Azure Storage Security and Utilization Audit Tool
Azure Storage Security and Utilization Audit Tool
Azure Storage Security and Utilization Audit Tool
This Tool is designed to operate in a Read-Only Capacity. It performs Discovery and Reporting Functions by querying Azure Resource Manager and Storage Data-Plane APIs without making any Modifications to Resources, Configurations, or Data.
All operations performed are limited to Enumeration and Retrieval of Existing Information for Auditing and Analysis Purposes.
The Tool Aggregates Control Plane and Data Plane Information to provide a Unified View of Storage Resources, Identity-Based Access (RBAC), Stored Data Objects, and Storage Consumption patterns.
It Outputs Structured Datasets for Security Analysis, Compliance Validation, and Cost Optimization.
How to Use the Tool
1. Execution Steps
To run the Azure Storage Audit and Inventory Tool:
Open Azure Portal
Launch Azure Cloud Shell
Select PowerShell Environment
Copy the full script content between SCRIPT START and SCRIPT END
Paste the Script into the Cloud Shell Window
Press Enter to execute
The tool will begin enumerating Azure Storage resources across all accessible subscriptions.
2. Required Permissions
The Tool requires Read-Level Access to Azure Resources in order to produce accurate and complete results.

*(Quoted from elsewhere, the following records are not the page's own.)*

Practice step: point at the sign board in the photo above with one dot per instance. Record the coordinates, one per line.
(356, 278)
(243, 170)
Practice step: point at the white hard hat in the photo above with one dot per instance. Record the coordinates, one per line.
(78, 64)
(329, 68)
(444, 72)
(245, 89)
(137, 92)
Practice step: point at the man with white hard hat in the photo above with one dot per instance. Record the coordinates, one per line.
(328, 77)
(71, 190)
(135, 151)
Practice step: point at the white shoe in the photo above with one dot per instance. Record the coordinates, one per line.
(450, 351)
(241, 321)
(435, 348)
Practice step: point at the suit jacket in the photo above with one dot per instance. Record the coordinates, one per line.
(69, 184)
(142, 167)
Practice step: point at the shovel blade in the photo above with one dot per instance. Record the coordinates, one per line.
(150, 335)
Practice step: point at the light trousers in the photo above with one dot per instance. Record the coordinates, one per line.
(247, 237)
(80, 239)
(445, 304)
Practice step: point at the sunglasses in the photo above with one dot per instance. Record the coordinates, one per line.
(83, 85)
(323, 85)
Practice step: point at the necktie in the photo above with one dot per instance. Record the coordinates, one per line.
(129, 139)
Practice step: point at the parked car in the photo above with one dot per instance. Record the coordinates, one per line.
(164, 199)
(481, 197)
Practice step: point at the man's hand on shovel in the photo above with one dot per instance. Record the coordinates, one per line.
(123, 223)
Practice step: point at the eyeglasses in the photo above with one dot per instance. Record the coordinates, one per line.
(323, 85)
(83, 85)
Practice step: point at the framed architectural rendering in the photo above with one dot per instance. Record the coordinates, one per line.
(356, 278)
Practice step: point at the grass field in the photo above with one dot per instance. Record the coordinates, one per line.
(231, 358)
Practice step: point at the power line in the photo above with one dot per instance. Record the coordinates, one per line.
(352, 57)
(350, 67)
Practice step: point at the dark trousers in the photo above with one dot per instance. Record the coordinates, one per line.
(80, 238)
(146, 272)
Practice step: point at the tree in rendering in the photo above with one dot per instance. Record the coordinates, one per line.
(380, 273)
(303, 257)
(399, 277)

Minimum Recommended Permissions:
Reader Role at Subscription or Resource Group Level
Storage Blob Data Reader Role for Blob-Level Visibility
Access to Microsoft.Authorization for RBAC Enumeration
If sufficient permissions are not granted:
Some resources may not be discovered
RBAC Data may be incomplete or missing
Blob Inventory may not return results
3. Output Location
Upon completion, the Tool Generates Multiple CSV Files in the Cloud Shell Working Directory.
To view files:
ls *.csv
To download:
Use the Cloud Shell File Browser
Select the Generated CSV Files
Download to Local System
4. Expected Runtime Behavior
During execution, the Tool will:
Iterate through All Subscriptions
Process each Storage Account
Enumerate Storage Objects and Access Assignments
Display Progress Messages in the Console
Execution time will vary depending on:
Number of Subscriptions
Number of Storage Accounts
Volume of Blob Data
5. Important Notes
The Tool Operates in Read-Only Mode and Does Not Modify Any Resources
Execution may generate a High Volume of Read API calls
Large Environments may take significant time to complete
Results reflect a Point-In-Time Snapshot of the Environment
6. Recommended Best Practice
For Consistent Auditing:
Run the Tool on a Scheduled Basis
Store CSV Outputs with Timestamps
Compare Results Over Time to Detect Changes
The Azure Storage Security and Utilization Audit Tool reports on the following components:
Storage Account Inventory
Storage account name
Resource group
Region
SKU and account type
Access tier configuration
Identity and Access Management (RBAC)
All identities with access to each storage account
Identity type (User, Group, Service Principal)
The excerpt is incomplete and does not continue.